La mia regola base, quando ho iniziato a scrivere seriamente, è sempre stata quella di scrivere sei ore al giorno, tutti i giorni. Avevo anche degli standard minimi a livello quantitativo, ogni giorno mi aspettavo di fare diverse pagine. Da quando ho figli e insegno è diventato tutto più complesso, riesco a fare sei ore solo nei giorni davvero eccellenti, ma spesso è già buono se ne faccio due o tre. In questo momento mi accontanto di dieci pagine la settimana. Non è molto, ma se le fai veramente, ogni settimana, sono comunque un passo accettabile.

Dove scrivi? Hai orari precisi?

Ho uno studio ma la verità è che non lo uso mai perché tanto i bambini vengono a chiamarmi e riesco a farli star buoni più facilmente se sto direttamente lì con loro. Quindi scrivo in cucina.

Fai preproduzione o scrivi di getto?

Faccio preproduzione ma tutta mentale. Per diversi mesi, anche sei o sette, lavoro mentalmente alla struttura del romanzo, mi immagino le parti, le funzioni dei vari personaggi, l’arco temporale, le scene chiave. Solo quando sento di avere un’idea chiara di tutto, allora mi metto a scrivere. 
Per quanto riguarda la ricerca, è qualcosa che riesco a fare solo a lavori in corso. Quando comincio a scrivere, allora comincio anche a raccogliere materiali.

Quante riscritture fai? Tendi giù a buttare giù prima tutto o cesellare passo passo?

Sono una cesellatrice. È difficile non volere una pagina perfetta, anche se non ci si riesce mai veramente. Di solito quando comincio a scrivere riparto dalle pagine precedenti e cerco di migliorarle, quindi quando arrivo alla bozza finale di solito non è malaccio perché sono ripassata molte volte su ogni pagina.

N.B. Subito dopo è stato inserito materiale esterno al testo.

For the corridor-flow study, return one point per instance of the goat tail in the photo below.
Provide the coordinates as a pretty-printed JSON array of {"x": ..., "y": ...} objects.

Scrivi più libri in contemporanea?

Sì, scrivo sempre due libri in contemporanea. Un romanzo e una raccolta di racconti. Con tempistiche sfalsate però. Il romanzo è come una maratona, devi essere allenato e avere il fiato. I racconti sono come una serie di scatti, o sollevamenti, o esercizi di ginnastica. Quindi si possono fare in contemporanea, basta stare attente a non sovrapporre le fasi chiave, ideazione e revisione. Quando sono oltre metà di un romanzo avvio la raccolta di racconti, e mentre la finisco comincio a raccogliere le idee per il prossimo romanzo. Questi cambi di passo mi aiutano anzi a ripulire la mente senza dover staccare o andare in vacanza.

Carta o computer?

Una volta usavo solo il computer, ora scrivo sempre più con carta e penna, per riflettere maggiormente sulle singole frasi. Il computer è ottimo quando sei nel pieno dei lavori, per fare botte di molte pagine, ma se c’è da stare attente, quando sei sui passaggi importanti, in cui ogni parola pesa, è meglio la carta, tanto più che poi, trascrivendo su computer, fai anche un altro giro di revisione. Invecchiando, ho finito per usare sempre più i quaderni, probabilmente perché mi interessa meno finire prima, e molto di più cercare di far meglio possibile.

Tic o rituali per favorire la concentrazione?

Evitare Internet. Non me la sento di staccarlo proprio, sarebbe troppo e la sua assenza mi distrarrebbe ancora di più, inoltre dovrei riaccenderlo ogni volta che mi viene in mente di controllare qualcosa, perdendo altro tempo. Così tutto il mio lavoro di scrittura è in realtà una lotta continua contro la tentazione di andare online.

Come hai esordito?yun_due

È una storia bizzarra, perché è molto molto fortunata, e so quanto sia rara la fortuna sfacciata in questo mestiere. La mia carriera è cominciata infatti facilmente, quasi troppo facilmente. Ho scritto un racconto. L’ho mandato alla Paris Review. Grazie a quel racconto mi ha contattata un’agente. L’agente mi ha trovato da scrivere un racconto per il New Yorker. Grazie a quel racconto ho avuto un contratto a busta chiusa con Random House per due romanzi. Così, tutto di fila. 
E ti dirò, non mi sono neanche spaventata di fronte all’idea di scriverli, così senza preparazione, perché al momento del contratto mi era appena nato un bambino e quando sei una madre con un bimbo in braccio pensi solo al fatto che gli devi dare da mangiare, vedi qualunque cosa come una possibilità per nutrire la prole, non c’è spazio per l’ego, l’ansia o le paranoie.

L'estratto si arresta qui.